CloudNod

There is a talk that I’ve given a few times with very good response – “How Cloud Computing -Improves- Security”.  We go in to detail on all the areas where cloud providers have (or should have) gone the extra mile relative to the datacenter a customer runs in-house, and how with a solid partnership with your provider – a cloud can be more secure than what you have in-house.  One of the things we discuss during that talk is how users of cloud need to be prepared to spend more on security and compliance to get the level of comfort and risk management they are used to.

The number I like to use is 15% – that for each dollar you save by making a move to cloud computing, you should invest  15 cents to improve security and increase compliance efforts.  The top areas of focus for most should be application security and real-time monitoring efforts.  The security levels that (you thought) worked in your internal datacenters does not necessarily work in the cloud.

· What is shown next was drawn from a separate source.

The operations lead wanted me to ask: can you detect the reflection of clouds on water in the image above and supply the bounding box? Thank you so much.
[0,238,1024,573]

Why spend more on application security and monitoring if the cloud is more secure?  Because your applications and systems were likely designed to fit the model of your internal datacenter – a hard outer shell and a warm squishy center.  Although most security professionals hated that model a long, long time ago in favor of a layered approach – it’s the model that persists in most organizations today.  True layered security is expensive and unfortunately, most outside the security community consider it overkill in enterprise environments.

As you plan for a move to cloud, be prepared to invest up front to improve security of your applications and systems before just dropping them on to the cloud.  Amortize your up-front costs using the 15% saved model, and then be prepared to continue to re-invest that 15% going forward.